Irish customers have some serious beef with the country’s leading supermarket chains tonight, as reports confirm the presence of horse meat in some beef burger products on Irish shelves.
Own-brand burgers on sale in Tesco, Dunnes Stores, Lidl, Aldi and Iceland were all found to contain horse meat, and The Food Safety Authority of Ireland will now carry out a major investigation into the findings.
The FSAI analysed 27 beef burger products in total, and found 10 of the 27 products tested positive for horse DNA, while 85% testing positive for pig DNA.
The meat came from two processing plants in Ireland, Liffey Meats and Silvercrest Foods, as well as the Dalepak Hambleton plant in the UK.
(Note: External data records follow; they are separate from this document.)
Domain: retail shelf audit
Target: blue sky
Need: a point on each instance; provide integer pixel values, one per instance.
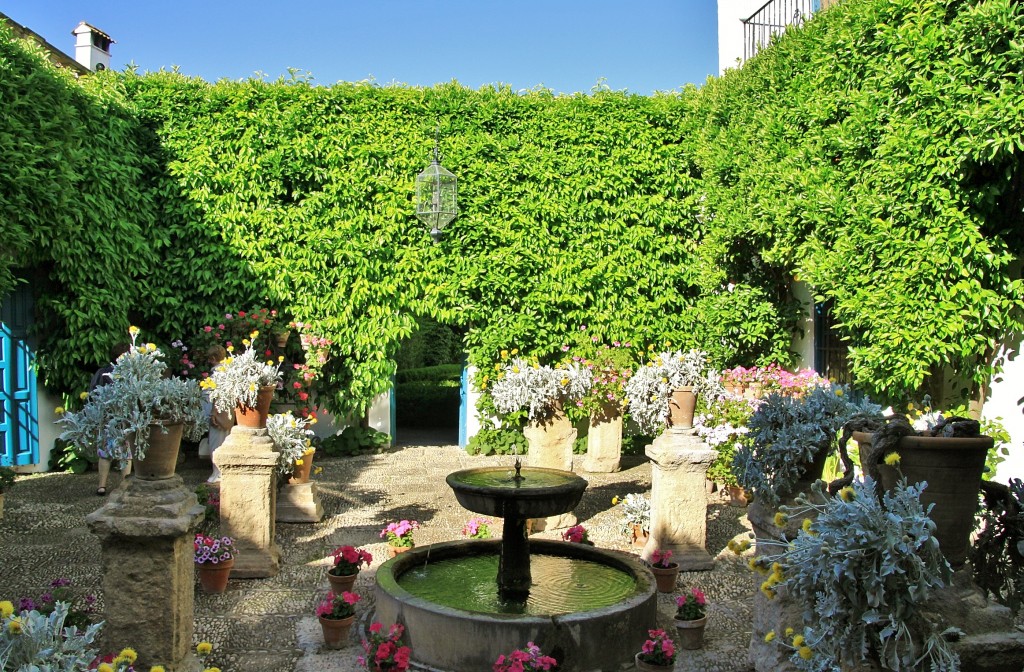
(566, 45)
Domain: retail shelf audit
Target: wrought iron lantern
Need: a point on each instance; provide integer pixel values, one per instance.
(435, 197)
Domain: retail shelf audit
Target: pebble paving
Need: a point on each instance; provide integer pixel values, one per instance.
(268, 625)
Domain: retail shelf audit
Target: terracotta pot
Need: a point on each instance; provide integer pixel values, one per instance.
(952, 468)
(640, 536)
(690, 633)
(666, 578)
(649, 667)
(301, 472)
(213, 576)
(255, 417)
(336, 631)
(162, 456)
(682, 404)
(342, 583)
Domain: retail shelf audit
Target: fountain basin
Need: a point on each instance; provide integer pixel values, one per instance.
(461, 640)
(542, 492)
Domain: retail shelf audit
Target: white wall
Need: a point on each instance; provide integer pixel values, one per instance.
(1005, 403)
(730, 30)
In one Tesco sample, for their Everyday Value Beef Burgers, horse meat accounted for an astonishing 29% of the burger.
The Tesco Everyday Value Burgers as listed on their website this evening
The FSAI said that the findings do not pose a risk to public health, but that it does raise concerns about the traceability of meat ingredients. Professor Alan Reilly, chief executive of the FSAI, said: “Whilst there is a plausible explanation for the presence of pig DNA in these products due to the fact that meat from different animals is processed in the same meat plants, there is no clear explanation at this time for the presence of horse DNA in products emanating from meat plants that do not use horse meat in their production process… In Ireland, it is not in our culture to eat horse meat and therefore, we do not expect to find it in a burger.”
The retailers in question have said they are now removing all implicated batches of burgers.
Minister for Agriculture Simon Coveney has said that it looks as though the source of the horsemeat came from additives which had been mostly imported from abroad, and added to beef to bulk up cheaper burgers at the low end of the market.
Speaking to Irish famers today the Minister said he would ‘make damn sure’ it never happens again.